Periodontitis and bone metabolism in patients with advanced heart failure and after heart transplantation

AIMS: Heart failure (HF) is a multi­organ, pro‐inflammatory syndrome that impairs bone metabolism. Pro‐inflammatory cytokines and bone catabolism enhance periodontal disease, a local inflammatory, bacteria‐induced disease that causes bone loss and periodontal soft tissue destruction. METHODS AND RESULTS: Medical and dental examinations were performed on patients with HF (n = 39), following heart transplantation (post‐HTx, n = 38) and controls (n = 32). Blood, saliva, and gingival crevicular fluid were analysed for bone metabolism and inflammation markers. HF average New York Heart Association classification was III. Average time since HTx was 1414 days. Pro‐inflammatory tumour necrosis factor‐alpha was higher in HF and HTx as compared with controls (P < 0.05). Both HF and HTx participants had higher levels of bone resorption marker C‐terminal telopeptide and parathyroid hormone with subjects in the HF group having the highest serum levels of all groups (P ≤ 0.05).

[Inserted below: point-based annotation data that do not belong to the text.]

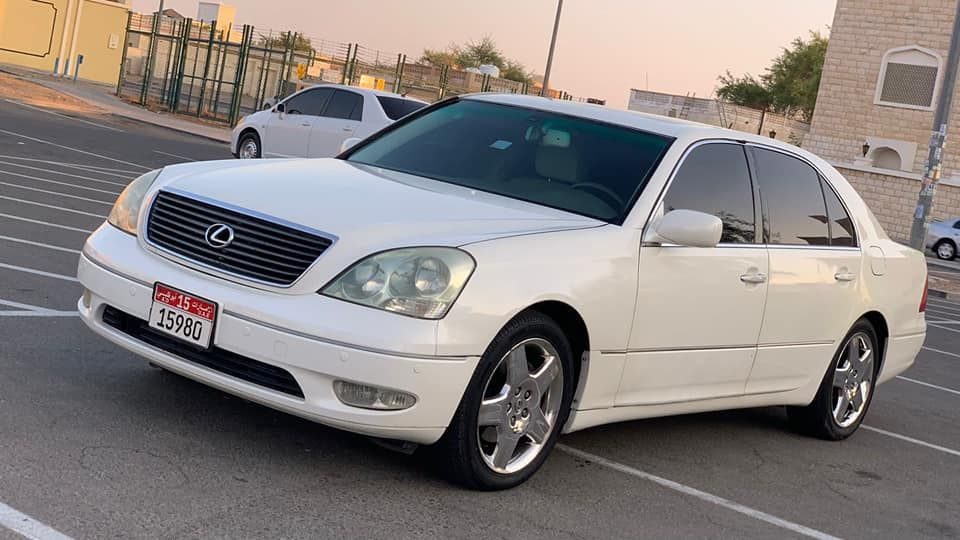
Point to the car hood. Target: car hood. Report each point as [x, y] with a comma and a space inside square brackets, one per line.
[365, 208]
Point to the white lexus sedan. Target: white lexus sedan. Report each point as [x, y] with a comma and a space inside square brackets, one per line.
[493, 271]
[317, 120]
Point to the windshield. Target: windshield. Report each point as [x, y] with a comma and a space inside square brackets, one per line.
[397, 108]
[573, 164]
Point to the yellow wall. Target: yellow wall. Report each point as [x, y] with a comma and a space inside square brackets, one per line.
[97, 23]
[25, 32]
[26, 27]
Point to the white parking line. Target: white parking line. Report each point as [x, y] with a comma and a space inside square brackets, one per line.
[59, 194]
[36, 272]
[921, 383]
[62, 209]
[174, 155]
[947, 353]
[694, 492]
[75, 186]
[47, 223]
[918, 442]
[115, 160]
[61, 173]
[63, 115]
[26, 526]
[38, 244]
[96, 168]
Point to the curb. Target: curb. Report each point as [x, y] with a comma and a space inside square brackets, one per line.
[936, 293]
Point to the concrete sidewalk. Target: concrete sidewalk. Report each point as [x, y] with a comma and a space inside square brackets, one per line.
[102, 96]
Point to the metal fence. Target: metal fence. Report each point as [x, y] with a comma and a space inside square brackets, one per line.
[223, 72]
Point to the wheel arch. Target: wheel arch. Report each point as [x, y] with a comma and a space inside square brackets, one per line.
[573, 326]
[879, 323]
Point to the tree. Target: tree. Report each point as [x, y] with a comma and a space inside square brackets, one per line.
[282, 41]
[789, 85]
[746, 91]
[475, 54]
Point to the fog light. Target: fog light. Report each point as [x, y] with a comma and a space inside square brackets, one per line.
[372, 397]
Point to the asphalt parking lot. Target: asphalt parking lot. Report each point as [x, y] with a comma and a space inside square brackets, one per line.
[95, 443]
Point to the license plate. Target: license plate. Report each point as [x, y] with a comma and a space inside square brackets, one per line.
[182, 315]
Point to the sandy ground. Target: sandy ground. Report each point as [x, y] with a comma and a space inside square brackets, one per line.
[29, 93]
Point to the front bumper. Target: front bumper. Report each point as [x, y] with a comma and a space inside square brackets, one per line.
[314, 362]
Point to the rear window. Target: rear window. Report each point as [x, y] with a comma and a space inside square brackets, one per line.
[397, 108]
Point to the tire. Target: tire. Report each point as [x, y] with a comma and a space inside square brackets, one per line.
[468, 453]
[945, 250]
[827, 417]
[249, 146]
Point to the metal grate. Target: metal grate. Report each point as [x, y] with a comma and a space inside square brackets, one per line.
[909, 84]
[217, 359]
[262, 250]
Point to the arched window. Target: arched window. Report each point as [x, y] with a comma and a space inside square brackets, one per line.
[909, 78]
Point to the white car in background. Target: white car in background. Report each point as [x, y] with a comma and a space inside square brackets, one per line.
[496, 270]
[316, 121]
[943, 238]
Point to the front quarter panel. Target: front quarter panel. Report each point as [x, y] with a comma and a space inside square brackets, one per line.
[594, 271]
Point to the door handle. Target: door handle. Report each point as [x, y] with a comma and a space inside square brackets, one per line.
[845, 276]
[755, 278]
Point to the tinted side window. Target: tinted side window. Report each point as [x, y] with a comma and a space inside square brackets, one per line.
[793, 207]
[714, 179]
[842, 232]
[343, 104]
[397, 108]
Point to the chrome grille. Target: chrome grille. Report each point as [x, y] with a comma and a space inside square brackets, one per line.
[261, 250]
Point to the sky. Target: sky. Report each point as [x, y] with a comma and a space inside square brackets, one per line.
[605, 47]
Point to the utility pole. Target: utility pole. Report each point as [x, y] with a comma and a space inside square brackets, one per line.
[553, 44]
[941, 119]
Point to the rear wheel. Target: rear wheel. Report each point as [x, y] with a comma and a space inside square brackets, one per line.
[846, 390]
[513, 410]
[249, 146]
[946, 250]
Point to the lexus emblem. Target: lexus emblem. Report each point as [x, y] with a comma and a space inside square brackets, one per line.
[219, 235]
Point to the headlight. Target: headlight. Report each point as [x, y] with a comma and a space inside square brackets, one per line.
[420, 282]
[126, 211]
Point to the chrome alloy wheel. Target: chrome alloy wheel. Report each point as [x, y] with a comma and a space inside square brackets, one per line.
[249, 149]
[520, 407]
[852, 380]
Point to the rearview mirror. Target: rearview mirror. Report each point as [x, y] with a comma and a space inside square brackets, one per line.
[687, 228]
[349, 143]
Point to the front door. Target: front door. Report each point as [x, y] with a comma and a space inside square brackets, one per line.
[699, 310]
[815, 267]
[339, 121]
[288, 133]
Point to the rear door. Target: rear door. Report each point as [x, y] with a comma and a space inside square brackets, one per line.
[339, 121]
[288, 133]
[815, 265]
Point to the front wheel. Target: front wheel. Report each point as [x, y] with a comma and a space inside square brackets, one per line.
[945, 250]
[846, 390]
[513, 409]
[249, 146]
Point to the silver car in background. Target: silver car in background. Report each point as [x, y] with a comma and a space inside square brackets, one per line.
[943, 237]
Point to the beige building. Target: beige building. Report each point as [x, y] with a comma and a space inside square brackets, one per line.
[51, 35]
[874, 114]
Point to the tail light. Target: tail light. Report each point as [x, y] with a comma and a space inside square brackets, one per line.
[923, 300]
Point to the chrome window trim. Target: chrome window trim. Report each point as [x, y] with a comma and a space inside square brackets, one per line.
[219, 272]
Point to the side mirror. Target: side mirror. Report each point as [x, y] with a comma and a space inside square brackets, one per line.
[687, 228]
[349, 143]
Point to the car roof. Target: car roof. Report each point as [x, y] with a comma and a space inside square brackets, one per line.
[366, 91]
[664, 125]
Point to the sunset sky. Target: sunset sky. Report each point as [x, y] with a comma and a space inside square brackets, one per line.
[605, 47]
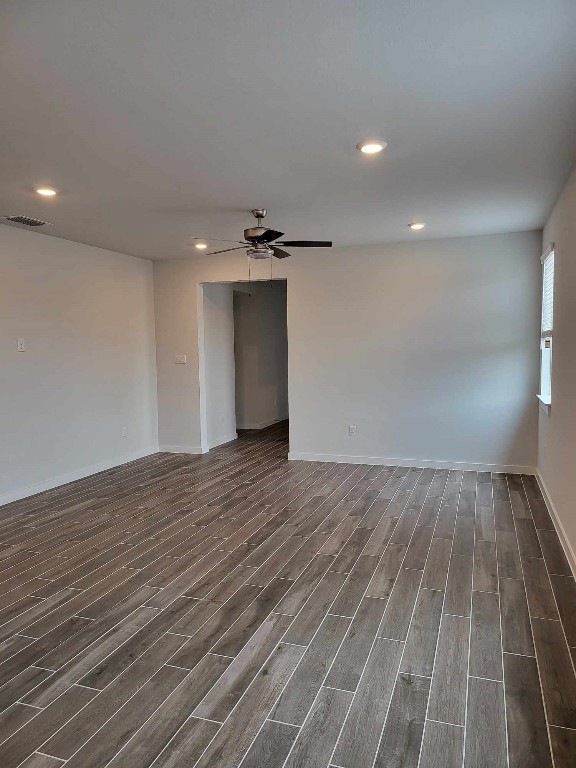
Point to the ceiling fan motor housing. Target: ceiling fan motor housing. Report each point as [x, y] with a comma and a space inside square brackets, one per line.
[253, 233]
[260, 252]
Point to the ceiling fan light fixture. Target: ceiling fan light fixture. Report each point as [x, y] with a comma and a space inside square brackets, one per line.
[46, 191]
[371, 146]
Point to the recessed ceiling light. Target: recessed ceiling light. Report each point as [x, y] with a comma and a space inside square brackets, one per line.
[371, 146]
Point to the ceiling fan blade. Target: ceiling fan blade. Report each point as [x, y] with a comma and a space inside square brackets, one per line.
[215, 240]
[268, 236]
[226, 250]
[308, 243]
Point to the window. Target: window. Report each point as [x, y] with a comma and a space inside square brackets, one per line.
[547, 326]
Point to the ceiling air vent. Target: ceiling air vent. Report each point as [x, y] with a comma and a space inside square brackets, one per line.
[27, 221]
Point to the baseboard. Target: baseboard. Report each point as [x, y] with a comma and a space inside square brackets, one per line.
[224, 439]
[511, 469]
[78, 474]
[566, 546]
[260, 424]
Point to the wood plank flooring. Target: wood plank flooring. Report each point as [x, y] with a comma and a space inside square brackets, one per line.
[237, 609]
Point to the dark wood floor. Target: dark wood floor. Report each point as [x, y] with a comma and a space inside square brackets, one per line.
[237, 608]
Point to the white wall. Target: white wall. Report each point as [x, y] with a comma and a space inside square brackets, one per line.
[87, 318]
[219, 363]
[427, 347]
[557, 433]
[261, 352]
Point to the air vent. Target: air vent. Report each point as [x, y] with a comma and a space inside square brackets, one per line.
[27, 221]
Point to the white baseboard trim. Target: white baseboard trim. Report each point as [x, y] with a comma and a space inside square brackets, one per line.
[564, 541]
[511, 469]
[78, 474]
[260, 424]
[224, 439]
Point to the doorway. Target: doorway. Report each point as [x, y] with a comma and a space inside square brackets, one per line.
[244, 358]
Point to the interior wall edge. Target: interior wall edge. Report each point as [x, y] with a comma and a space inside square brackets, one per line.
[222, 439]
[77, 474]
[511, 469]
[556, 519]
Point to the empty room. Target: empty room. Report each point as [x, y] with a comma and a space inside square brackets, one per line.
[288, 384]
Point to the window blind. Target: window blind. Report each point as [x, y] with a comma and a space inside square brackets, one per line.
[548, 294]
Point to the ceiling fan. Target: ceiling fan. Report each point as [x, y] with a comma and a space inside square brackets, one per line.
[258, 241]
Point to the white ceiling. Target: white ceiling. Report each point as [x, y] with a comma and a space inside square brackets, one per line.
[163, 120]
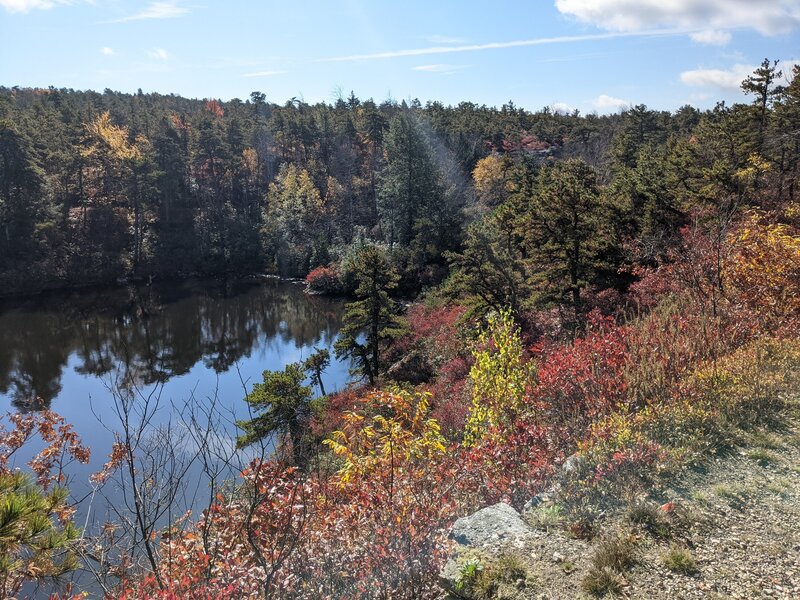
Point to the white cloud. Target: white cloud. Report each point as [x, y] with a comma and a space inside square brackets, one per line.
[443, 69]
[605, 102]
[499, 45]
[156, 10]
[711, 37]
[445, 39]
[726, 79]
[158, 54]
[264, 74]
[770, 17]
[22, 6]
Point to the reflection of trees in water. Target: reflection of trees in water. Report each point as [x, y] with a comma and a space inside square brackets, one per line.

In contrast, 25‐hydroxyvitamin D was lowest in HF. HF patients had greater clinical attachment loss, cumulative pockets depth (greater than 3 mm) and probing depth (P < 0.05) as compared with controls. Cumulative pockets depth correlated significantly with measures of the inflammatory burden, β‐glucuronidase in saliva (r = 0.4863, P < 0.01), interleukin‐1b in saliva (r = 0.5149, P < 0.01), and gingival crevicular fluid (r = 0.6056, P < 0.001) in HF. However, adjustment of periodontal results for measures of oral hygiene (plaque, bleeding on probing), systemic 25‐hydroxyvitamin D, and race attenuated significant differences between groups. CONCLUSIONS: Patients with HF exhibit more severe periodontal disease associated with increased bone turnover markers when compared with control patients. However, local and systemic factors may account for this association and should be evaluated in future studies.